Individualized self-care plans with an emphasis on patient involvement can help patients with cancer cope better with their diabetes after hospitalization. The unique eating habits and insulin requirements of patients with cancer remain a challenge, but the issues can be managed properly. When empowerment-based education is integrated at all levels of the disease process, oncology nurses can be major influences in guiding, educating, and empowering patients in self-management of their diabetes.

At a Glance

  • Empowerment-based education and motivational interviewing are complementary approaches to diabetes patient education that have affected glycemic control.

  • Knowledge about cancer and diabetes is essential in the delivery of individualized plans of care.
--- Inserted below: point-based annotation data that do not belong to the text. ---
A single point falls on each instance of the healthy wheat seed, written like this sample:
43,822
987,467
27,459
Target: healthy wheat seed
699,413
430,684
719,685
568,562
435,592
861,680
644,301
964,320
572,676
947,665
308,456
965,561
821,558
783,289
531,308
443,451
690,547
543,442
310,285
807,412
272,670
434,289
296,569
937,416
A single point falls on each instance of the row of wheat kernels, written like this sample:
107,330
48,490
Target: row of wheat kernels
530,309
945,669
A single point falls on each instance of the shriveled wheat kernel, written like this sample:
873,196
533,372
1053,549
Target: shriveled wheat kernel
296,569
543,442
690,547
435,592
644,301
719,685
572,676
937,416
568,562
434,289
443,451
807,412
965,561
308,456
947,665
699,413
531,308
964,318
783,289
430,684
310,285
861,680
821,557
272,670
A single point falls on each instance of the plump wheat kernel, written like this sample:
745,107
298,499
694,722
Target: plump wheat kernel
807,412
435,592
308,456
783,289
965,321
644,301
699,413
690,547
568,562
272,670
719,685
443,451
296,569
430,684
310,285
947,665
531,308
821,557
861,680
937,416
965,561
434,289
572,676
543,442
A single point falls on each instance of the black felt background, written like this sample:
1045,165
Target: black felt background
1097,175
  • Oncology nurses provide patients and families with skills and resources necessary to manage their cancer symptoms and to perform self-care of diabetes.

Acknowledgments

The authors gratefully acknowledge Joey Misuraca, RN, BSN, OCN®, nurse manager for hematology/oncology services at Duke University Medical Center, and Elizabeth Tornquist, MA, FAAN, editorial consultant in the School of Nursing at the University of North Carolina at Chapel Hill, for their review and editorial assistance.